De fato, no Brasil se viu e se vê televisão como provavelmente em muito poucos ou mesmo em nenhum outro país. Não sendo incomum haver vários aparelhos receptores em uma mesma casa burguesa (um na sala – imponente, soberano, de grandes proporções –, outro no dormitório, talvez um terceiro na cozinha e/ou em um novo quarto de dormir), há hoje também as opções do computador, tablet e celular. Com muito apuro técnico e onipresença nacional, as emissoras de TV brasileira operam no sentido do que uma vez se chamou de razão instrumental: os meios são não apenas adequados aos fins (mesmo que pouco importe que não sejam necessariamente legítimos), mas se tornam, eles mesmos, a finalidade última. No caso da indústria do entretenimento, é de ocupação compulsiva no tempo livre que estamos falando, de dominação social pelos sentidos que, capturados, já não permitem que uma experiência estética autônoma possa acontecer. 

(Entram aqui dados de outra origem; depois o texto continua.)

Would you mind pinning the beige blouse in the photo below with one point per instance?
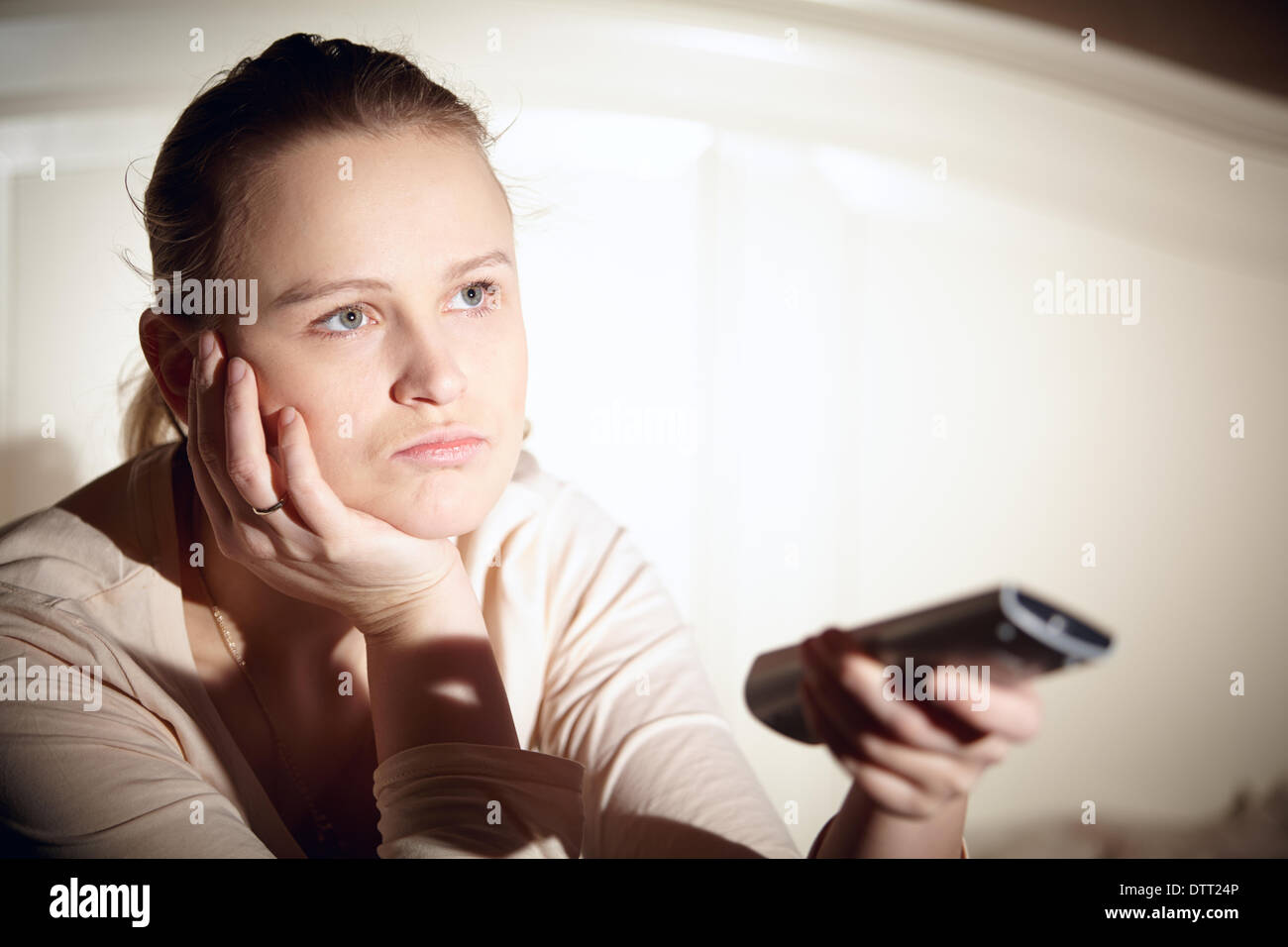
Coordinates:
(625, 753)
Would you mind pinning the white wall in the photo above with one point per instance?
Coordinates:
(741, 235)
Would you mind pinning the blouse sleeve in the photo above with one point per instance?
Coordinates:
(106, 783)
(114, 781)
(627, 697)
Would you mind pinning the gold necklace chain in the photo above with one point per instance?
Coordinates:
(325, 828)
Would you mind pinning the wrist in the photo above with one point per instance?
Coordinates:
(449, 604)
(863, 830)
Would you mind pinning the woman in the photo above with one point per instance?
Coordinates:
(320, 631)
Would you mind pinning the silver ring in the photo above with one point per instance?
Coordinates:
(269, 509)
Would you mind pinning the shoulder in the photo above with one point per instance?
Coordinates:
(572, 528)
(81, 545)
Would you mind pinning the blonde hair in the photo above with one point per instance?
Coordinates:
(210, 163)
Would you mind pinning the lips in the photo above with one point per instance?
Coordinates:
(442, 437)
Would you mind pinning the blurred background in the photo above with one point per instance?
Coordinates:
(780, 266)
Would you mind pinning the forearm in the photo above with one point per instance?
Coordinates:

Nesse processo, Silvio Santos, cuja história de fato se confunde com a da televisão do Brasil, foi o mestre dos mestres. Sua capacidade de comunicador encontrou aí uma equivalência: a de produzir conteúdo que anula qualquer possibilidade de que o tempo livre do trabalho se torne o que promete, mantendo-se na mesma lógica de sofrimento que a faina semanal impõe. Repetindo clichês, gerando tensão barata, rebaixando a complexidade, ridicularizando vulneráveis e sabujando poderosos, mobilizou, como poucos, o que há de mais superficial e mesquinho em nós, renovando a promessa jamais cumprida: que aqueles produtos de consumo imediato nos reconciliariam, pelo menos por um momento, com o que o cotidiano nos roubou, fosse isso pelo riso, pela ingênua inocência ou no gozo perverso de deliciar-se com a humilhação alheia. Fez isso sob o pretexto de dar chances para que aspirantes a artistas, desesperados por fortuna, carentes de amor, encontrassem uma resposta, uma “porta da esperança”. Para aqueles que dizem que esta crítica é elitista e não reconhece a memória afetiva popular, sugiro que tentem imaginar se as pessoas não merecem algo melhor, que entretenha sem rebaixar e desumanizar, em seus parcos momentos de sofá; e que reflitam sobre uma sociedade que o que concede (sob licença estatal) é o direito de afundar-se frente à TV e ser cativado, aos risos, pelas imagens de moças e senhoras se engalfinhando em torno de cédulas atiradas pelo apresentador. Afinal, quem não quer dinheiro, não é mesmo?!

Reconheço as histórias de Delfim e de Silvio, a inteligência e a obstinação que os guiou, embora discorde veementemente do que eles consideraram progresso ao longo de vidas profissionais que, com êxito, edificaram. Sei que ambos são expressão de uma história que os transcende, mas que eles bem representam porque dela foram protagonistas. Respeito o luto das famílias, dos amigos, mas isso não pode fazer esquecer o quanto contribuíram, cada um a seu modo, para nossa modernização reacionária e excludente. Um pouco de responsabilidade histórica, por favor.